The project has attracted opponents, who are concerned that the transmission line would ruin the view at Jamestown and other historic sites nearby and believe the blackout warning is a scare tactic. A study conducted on behalf of the National Parks Conservation Association concluded that Dominion overestimated projected power growth and called for consideration of other alternatives, including underwater lines and converting the Yorktown plants to natural gas.
Approved by the PJM Board of Managers in 2012, the transmission project remains stalled pending permit approval from the U.S. Army Corps of Engineers. Bailey estimated that construction of the line would take at least a year after all permits are approved.
At a Jan. 11 Market Implementation Committee meeting, PJM Independent Market Monitor Joe Bowring asked Bailey if he was “100% certain” the Yorktown units would close. Bailey would only say that they’re required to close by law.

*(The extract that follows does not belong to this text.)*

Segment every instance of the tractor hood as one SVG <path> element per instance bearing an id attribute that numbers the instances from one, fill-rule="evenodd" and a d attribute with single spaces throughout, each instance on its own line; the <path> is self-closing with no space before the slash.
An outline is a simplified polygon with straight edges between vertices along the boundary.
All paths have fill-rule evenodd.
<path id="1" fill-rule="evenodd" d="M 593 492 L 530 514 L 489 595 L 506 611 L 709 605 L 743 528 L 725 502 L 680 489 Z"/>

The region is home to numerous large electricity customers, including Newport News Shipbuilding, Joint Base Langley-Eustis, the Yorktown Naval Weapons Station, NASA, Historic Jamestowne, Colonial Williamsburg and the College of William and Mary.
Bailey assured the committee that the RAS “is only a stopgap measure,” noting that PJM’s regulations require those schemes to be temporary responses.